Referral Request
1. Proposed Profile: Referral Request
- Proposal Editor: Robert Horn
- Profile Editor: TBD
- Date: N/A (Wiki keeps history)
- Version: N/A (Wiki keeps history)
- Domain: IT Infrastructure
Summary
<Summarize in a few lines the existing problem . E.g. "It is difficult to monitor radiation dose for individual patients and almost impossible to assemble and compare such statistics for a site or a population.">
<Demonstrate in a line or two that the key integration features are available in existing standards. E.g. "DICOM has an SR format for radiation dose events and a protocol for exchanging them.">
<Summarize in a few lines how the problem could be solved. E.g. "A Radiation Dose profile could require compliant radiating devices to produce such reports and could define transactions to actors that collect, analyze and present such information.">
<Summarize in a line or two market interest & available resources. E.g. "Euratom and ACR have published guidelines requiring/encouraging dose tracking. Individuals from SFR are willing to participate in Profile development.">
<Summarize in a line or two why IHE would be a good venue to solve the problem. E.g. "The main challenges are dealing with the chicken-and-egg problem and avoiding inconsistent implementations.">
2. The Problem
There is not a way to convey the referral request in a form suitable for automatic processing. Internally within the organization various profiles deal with Scheduled Workflows and unscheduled workflows. These are not directly suitable for cross enterprise referrals. The various XDS alternatives already address conveying the patient records between enterprises, so a mechanism is needed to convey the dynamic workflow information.
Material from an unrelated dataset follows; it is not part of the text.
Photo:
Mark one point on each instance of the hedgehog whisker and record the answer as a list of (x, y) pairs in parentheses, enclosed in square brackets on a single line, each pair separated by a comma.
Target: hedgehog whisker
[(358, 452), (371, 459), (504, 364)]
The present system depends upon letters, faxes, telephone calls, and documents to convey the referral request. About 20% of referrals require conversations or other interactions between the various clinicians. The combination of simple request and patient medical record is insufficient. The goal is to significantly improve the 80% where the simple request is adequate without interfering with the 20% where more interactions are needed. The 20% can have some data entry and associated errors eliminated, but will continue to need the direct clinician interactions and will not fit into a well defined preset workflow.
3. Key Use Case
Referral
A doctor at chalet clinic sends a patient to larger hospital with a referral request for procedure X. Chalet clinic is only intermittently connected, so they use XDM to send the relevant medical records to larger hospital. They also use the Referral request to convey the procedure X request. Some time earlier, chalet clinic established a referral relationship with larger hospital. As part of this relationship they maintain the current referral procedure codes, and have established the other medical relationships regarding acceptance of referrals.
The request arrives at larger clinic and is processed to the referrals staff. They check the entry, work out scheduling, assignment of local doctor, etc. These internal tasks are not profiled by IHE. The incoming referral is used to automatically fill as much of the relevant information as is reasonable, e.g., patient name, and thus assist the other tasks such as assignment of doctor and scheduling. If this is one of the 20% that require further interactions, it is diverted into the more complex processing. This profile does not attempt to specify that processing. It only eliminates some of the need to perform data entry to re-enter patient information.
Significant variations in this use case are:
- Referring sites that use intermittent network connections. They presently use XDM or XDR for the transmitting their documents. More study is needed to decide whether a direct connection can be established for transmission of these small requests, or whether a intermittent connection approach must be supported.
- The backup documents and patient records may be sent directly to next healthcare site, or they might be sent to a repository. The referral request needs to have a means to accommodate all combinations.
- Referring sites might be permanently connected and utilize XDS for documents, with the referring site providing the repository.
Results
The results of a referral need to be returned to the referring physician. This relationships between requests and results can become quite complex. For example, if the referral is one of the 20% that required further conversations the results are not predictable from the referral information. There are also reporting complexities that arise during regular referrals. The proposal for a profile for Notification of Critical Results deals with one aspect of this. It manages the need to confirm that the patient has been informed of medically significant results, and the need to alert the referring physician when critical (abnormal) situations were detected. (In Radiology criticial results measurements have shown that emergent and urgent critical findings are handled well, but significant non-urgent unexpected findings are a problem. E.g., X-ray of broken bone detects a small cancer.)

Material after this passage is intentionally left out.